Hati jenis ini adalah hati yang jika diseru kepada jalan Allah, maka seruan itu tidaklah berfaidah sedikitpun, karena Allah Subhanahu wa Ta'ala telah menutup hati mereka. Allah Subhanahu wa Ta'ala berfirman (yang artinya); “Dan diantara mereka ada orang yang mendengar (bacaanmu), padahal kami telah meletakkan tutup di atas hati mereka sehingga mereka tidak memahaminya) dan kami letakkan sumbatan di telinganya dan jikalaupun mereka melihat segala tanda kebenaran mereka tetap tidak mau beriman kepadanya. Sehingga apabila mereka datang kepadamu untuk membantahmu, orang-orang kafir itu berkata; 'al-Qur'an itu tidak lain hanyalah dongengan orang-orang dahulu.'” (QS. al-An'am [6] : 25)
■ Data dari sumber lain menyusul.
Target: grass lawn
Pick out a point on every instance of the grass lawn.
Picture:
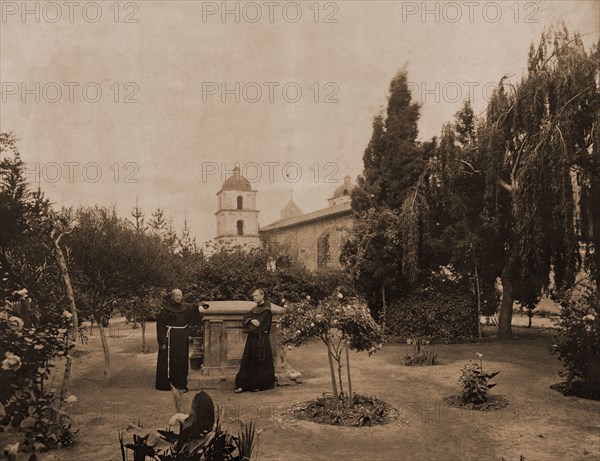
(538, 423)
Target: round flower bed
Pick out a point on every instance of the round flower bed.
(362, 411)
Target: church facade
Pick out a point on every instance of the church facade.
(237, 216)
(314, 238)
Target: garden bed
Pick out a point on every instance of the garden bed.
(364, 411)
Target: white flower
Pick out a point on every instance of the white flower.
(177, 418)
(22, 292)
(11, 362)
(11, 449)
(17, 323)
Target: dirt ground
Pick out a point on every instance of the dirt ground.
(539, 423)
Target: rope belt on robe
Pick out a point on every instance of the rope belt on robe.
(169, 327)
(261, 346)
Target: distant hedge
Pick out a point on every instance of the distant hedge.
(437, 309)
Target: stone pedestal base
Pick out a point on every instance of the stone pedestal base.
(224, 345)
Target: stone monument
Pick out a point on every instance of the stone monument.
(224, 345)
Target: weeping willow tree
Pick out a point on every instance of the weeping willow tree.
(535, 133)
(589, 170)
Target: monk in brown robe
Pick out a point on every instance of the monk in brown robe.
(172, 332)
(257, 371)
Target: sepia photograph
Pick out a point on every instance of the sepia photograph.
(300, 230)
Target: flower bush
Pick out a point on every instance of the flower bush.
(440, 307)
(578, 341)
(476, 383)
(27, 356)
(340, 322)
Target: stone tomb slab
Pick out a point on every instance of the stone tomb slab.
(224, 345)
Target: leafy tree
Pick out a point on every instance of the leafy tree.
(112, 263)
(341, 323)
(534, 133)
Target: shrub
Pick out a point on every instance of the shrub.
(437, 308)
(420, 355)
(27, 355)
(475, 384)
(340, 322)
(578, 341)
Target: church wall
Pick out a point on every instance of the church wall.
(227, 199)
(227, 222)
(302, 239)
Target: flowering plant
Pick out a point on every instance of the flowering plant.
(578, 340)
(26, 355)
(339, 321)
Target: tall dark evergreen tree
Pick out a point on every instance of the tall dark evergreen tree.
(393, 162)
(534, 134)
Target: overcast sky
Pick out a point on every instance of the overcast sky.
(287, 90)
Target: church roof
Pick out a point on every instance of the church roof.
(345, 208)
(291, 210)
(344, 189)
(237, 182)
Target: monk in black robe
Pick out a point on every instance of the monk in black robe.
(257, 371)
(172, 332)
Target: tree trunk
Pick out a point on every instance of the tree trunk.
(331, 369)
(72, 337)
(383, 308)
(505, 317)
(348, 370)
(339, 361)
(478, 290)
(104, 349)
(143, 325)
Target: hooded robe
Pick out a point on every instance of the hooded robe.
(257, 371)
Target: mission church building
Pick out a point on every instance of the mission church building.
(313, 238)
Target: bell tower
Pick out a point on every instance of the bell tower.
(237, 216)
Ayat ini menunjukkan, bahwa ada manusia yang tidak mempergunakan hatinya untuk memahami ayat-ayat Allah Subhanahu wa Ta'ala, dan tidak mempergunakan telinganya untuk mendengar perintah-perintah Allah Subhanahu wa Ta'ala. Juga tidak mau melihat kebenaran yang telah disampaikan. Seperti difirmankan oleh Allah Subhanahu wa Ta'ala (yang artinya); “(Mereka berkata;) Hati kami tertutup dari ajakan yang kamu serukan kepada kami, dalam telinga kami ada sumbatan, dan diantara kami dan kamu ada dinding, maka bekerjalah kamu, sesungguhnya kami bekerja pula.” (QS. Fushilat [41] : 5)
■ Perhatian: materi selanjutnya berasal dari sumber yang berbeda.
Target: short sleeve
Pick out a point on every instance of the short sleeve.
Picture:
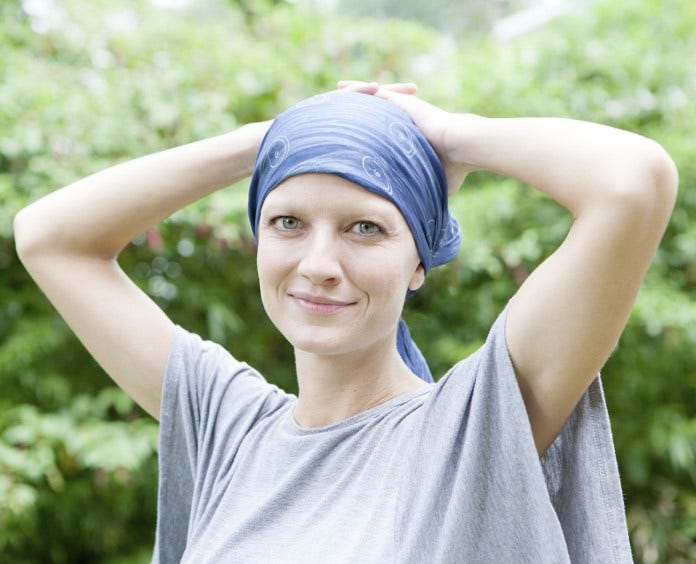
(478, 467)
(210, 401)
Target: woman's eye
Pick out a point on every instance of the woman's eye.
(366, 228)
(286, 222)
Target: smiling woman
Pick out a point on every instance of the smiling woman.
(372, 461)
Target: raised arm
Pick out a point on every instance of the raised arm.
(620, 187)
(69, 242)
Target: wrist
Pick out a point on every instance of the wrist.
(462, 134)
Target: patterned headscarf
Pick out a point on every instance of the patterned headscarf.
(375, 144)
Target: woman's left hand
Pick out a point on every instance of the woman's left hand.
(434, 122)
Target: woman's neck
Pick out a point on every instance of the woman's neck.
(333, 388)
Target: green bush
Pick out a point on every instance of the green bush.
(86, 85)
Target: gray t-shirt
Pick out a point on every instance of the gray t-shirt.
(448, 473)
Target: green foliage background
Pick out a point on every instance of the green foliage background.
(86, 85)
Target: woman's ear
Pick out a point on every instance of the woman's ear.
(418, 278)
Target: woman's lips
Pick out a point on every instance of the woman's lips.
(321, 305)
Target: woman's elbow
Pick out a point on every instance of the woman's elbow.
(25, 234)
(645, 187)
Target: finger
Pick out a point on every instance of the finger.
(402, 87)
(358, 86)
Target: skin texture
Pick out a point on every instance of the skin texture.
(562, 323)
(333, 280)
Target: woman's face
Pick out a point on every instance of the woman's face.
(335, 262)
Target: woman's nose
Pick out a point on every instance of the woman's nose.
(320, 261)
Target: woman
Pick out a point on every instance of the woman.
(370, 463)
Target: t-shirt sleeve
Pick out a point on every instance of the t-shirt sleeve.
(478, 453)
(209, 402)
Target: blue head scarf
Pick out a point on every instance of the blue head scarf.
(375, 144)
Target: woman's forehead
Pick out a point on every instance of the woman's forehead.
(328, 189)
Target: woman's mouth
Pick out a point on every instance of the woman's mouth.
(319, 305)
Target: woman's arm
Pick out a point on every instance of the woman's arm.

Allah Subhanahu wa Ta'ala akan membiarkan mereka dalam kegelapan dan mereka sedikitpun tidak akan mendapatkan cahaya iman. “Perumpamaan mereka adalah seperti orang yang menyalakan api, maka setelah api itu menerangi sekelilingnya. Allah menghilangkan cahaya (yang menyinari) mereka. Dan membiarkan mereka dalam kegelapan, tidak dapat melihat, mereka tuli, bisu dan buta, maka mereka tidaklah kembali kepada jalan yang benar.” (QS. al-Baqarah [2] : 17-18)
Ketiga, Qalbun Maridl
Qalbun Maridl (hati yang sakit) adalah hati yang sebenarnya memiliki kehidupan, namun didalamnya tersimpan benih-benih penyakit berupa kejahilan. Hati yang sedang dicekam sakit akan mudah menjadi parah apabila tidak diobati dengan hikmah dan mau'idzah. Seperti difirmankan oleh Allah Subhanahu wa Ta'ala (yang artinya); “Agar Dia menjadikan apa yang dimasukkan setan, sebagai cobaan bagi orang-orang yang di dalam hatinya ada penyakit dan yang keras hatinya.” (QS. al-Hajj [22] : 53)
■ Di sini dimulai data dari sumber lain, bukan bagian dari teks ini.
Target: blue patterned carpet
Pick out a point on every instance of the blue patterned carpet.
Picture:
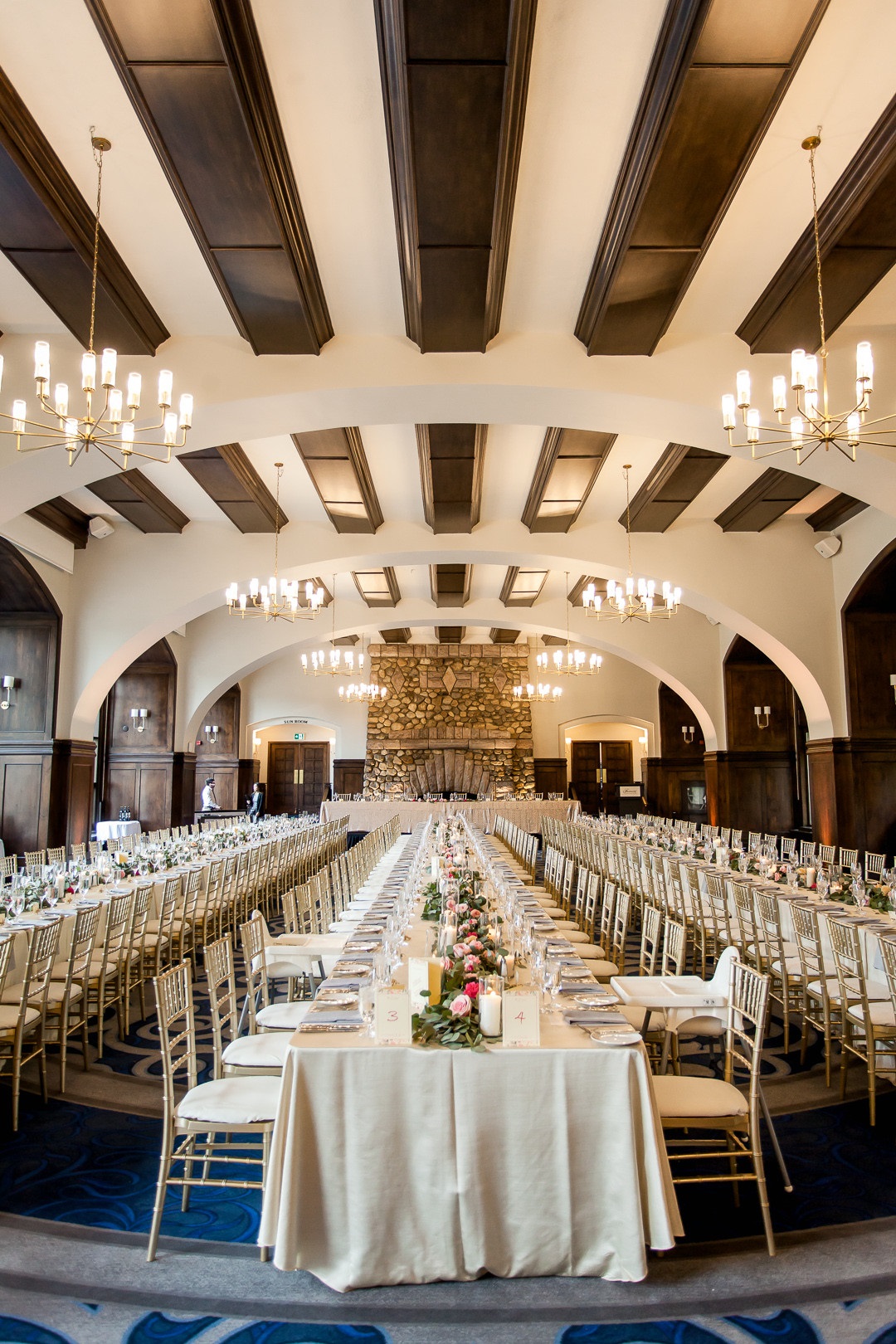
(78, 1164)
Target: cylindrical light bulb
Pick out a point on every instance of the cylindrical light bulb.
(88, 373)
(108, 368)
(42, 362)
(743, 388)
(796, 368)
(728, 411)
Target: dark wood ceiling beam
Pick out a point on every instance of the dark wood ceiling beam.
(564, 475)
(231, 481)
(47, 233)
(523, 587)
(674, 483)
(338, 465)
(451, 460)
(377, 587)
(712, 88)
(455, 85)
(66, 519)
(835, 513)
(767, 499)
(857, 238)
(201, 88)
(134, 496)
(450, 583)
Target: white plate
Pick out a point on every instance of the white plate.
(606, 1036)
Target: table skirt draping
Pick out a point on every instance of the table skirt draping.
(524, 812)
(407, 1166)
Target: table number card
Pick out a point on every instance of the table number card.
(520, 1018)
(392, 1018)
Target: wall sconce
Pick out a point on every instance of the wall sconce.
(139, 719)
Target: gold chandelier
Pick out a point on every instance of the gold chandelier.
(813, 424)
(338, 661)
(635, 598)
(112, 426)
(574, 661)
(277, 600)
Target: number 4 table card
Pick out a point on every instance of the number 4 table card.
(520, 1018)
(392, 1018)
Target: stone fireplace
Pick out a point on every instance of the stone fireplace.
(449, 723)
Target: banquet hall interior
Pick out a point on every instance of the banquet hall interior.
(446, 533)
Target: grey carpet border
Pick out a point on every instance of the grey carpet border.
(666, 1293)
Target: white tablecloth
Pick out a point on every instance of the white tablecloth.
(397, 1164)
(525, 813)
(113, 830)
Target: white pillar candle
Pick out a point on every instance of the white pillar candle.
(490, 1014)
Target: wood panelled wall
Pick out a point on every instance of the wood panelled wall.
(46, 785)
(234, 777)
(143, 772)
(680, 762)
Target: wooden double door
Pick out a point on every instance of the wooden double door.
(597, 769)
(296, 776)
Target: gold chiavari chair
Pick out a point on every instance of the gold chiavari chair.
(715, 1105)
(67, 992)
(260, 1055)
(23, 1011)
(820, 1004)
(226, 1107)
(868, 1025)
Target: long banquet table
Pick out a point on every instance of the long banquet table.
(399, 1164)
(524, 812)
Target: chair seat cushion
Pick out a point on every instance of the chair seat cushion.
(282, 1016)
(231, 1101)
(10, 1015)
(698, 1097)
(268, 1050)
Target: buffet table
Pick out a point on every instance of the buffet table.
(399, 1164)
(524, 812)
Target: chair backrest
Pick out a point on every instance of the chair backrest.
(176, 1029)
(650, 938)
(674, 949)
(222, 995)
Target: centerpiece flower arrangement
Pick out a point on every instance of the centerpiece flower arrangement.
(455, 1020)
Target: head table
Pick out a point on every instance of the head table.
(401, 1164)
(366, 815)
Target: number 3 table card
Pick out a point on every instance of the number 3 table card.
(392, 1018)
(520, 1018)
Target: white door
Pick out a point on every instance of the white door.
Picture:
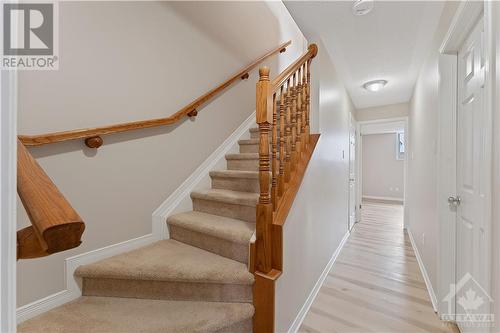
(352, 175)
(472, 235)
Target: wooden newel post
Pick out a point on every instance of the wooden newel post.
(264, 221)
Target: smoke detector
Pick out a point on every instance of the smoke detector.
(362, 7)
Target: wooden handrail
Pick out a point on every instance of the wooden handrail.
(56, 226)
(312, 51)
(93, 138)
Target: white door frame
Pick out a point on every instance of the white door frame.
(464, 20)
(8, 198)
(360, 159)
(353, 123)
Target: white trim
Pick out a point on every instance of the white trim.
(463, 21)
(314, 292)
(447, 178)
(428, 283)
(373, 197)
(73, 290)
(8, 200)
(182, 193)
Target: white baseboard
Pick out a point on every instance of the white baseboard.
(73, 290)
(382, 198)
(160, 231)
(428, 284)
(314, 292)
(182, 193)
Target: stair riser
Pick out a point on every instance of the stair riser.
(245, 213)
(249, 149)
(245, 326)
(164, 290)
(244, 165)
(236, 184)
(222, 247)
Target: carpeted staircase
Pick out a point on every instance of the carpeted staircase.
(196, 281)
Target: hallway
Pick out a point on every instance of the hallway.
(375, 285)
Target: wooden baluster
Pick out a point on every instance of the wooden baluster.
(294, 123)
(288, 124)
(298, 145)
(308, 100)
(264, 215)
(304, 107)
(275, 163)
(281, 178)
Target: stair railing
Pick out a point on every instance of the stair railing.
(285, 149)
(55, 225)
(93, 136)
(282, 111)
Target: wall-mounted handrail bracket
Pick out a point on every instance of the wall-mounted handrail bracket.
(94, 142)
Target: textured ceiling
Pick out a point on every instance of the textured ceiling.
(391, 42)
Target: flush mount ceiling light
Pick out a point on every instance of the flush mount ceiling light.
(362, 7)
(375, 85)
Karena sesungguhnya apa yang disisipkan oleh setan ke dalam hati manusia itu, akan membuat sesuatu menjadi syubhat (sesuatu yang meragukan), seperti penyakit ragu dan sesat. Begitu hati menjadi lemah karena penyakit yang diidap, maka setanpun mudah merasuk kedalam hati lalu menghidupkan fitnah dalam hati tersebut. Allah Subhanahu wa Ta'ala berfirman (yang artinya): “Sesungguhnya jika tidak berhenti orang-orang munafik, orang-orang yang berpenyakit dalam hatinya dan orang-orang yang menyebarkan kabar bohong di Madinah (dari menyakitimu) niscaya kami perintahkan kamu (untuk memerangi) mereka. Kemudian mereka tidak menjadi tetanggamu (di Madinah) melainkan dalam waktu yang sebentar.” (QS. al-Ahzab [33] : 60)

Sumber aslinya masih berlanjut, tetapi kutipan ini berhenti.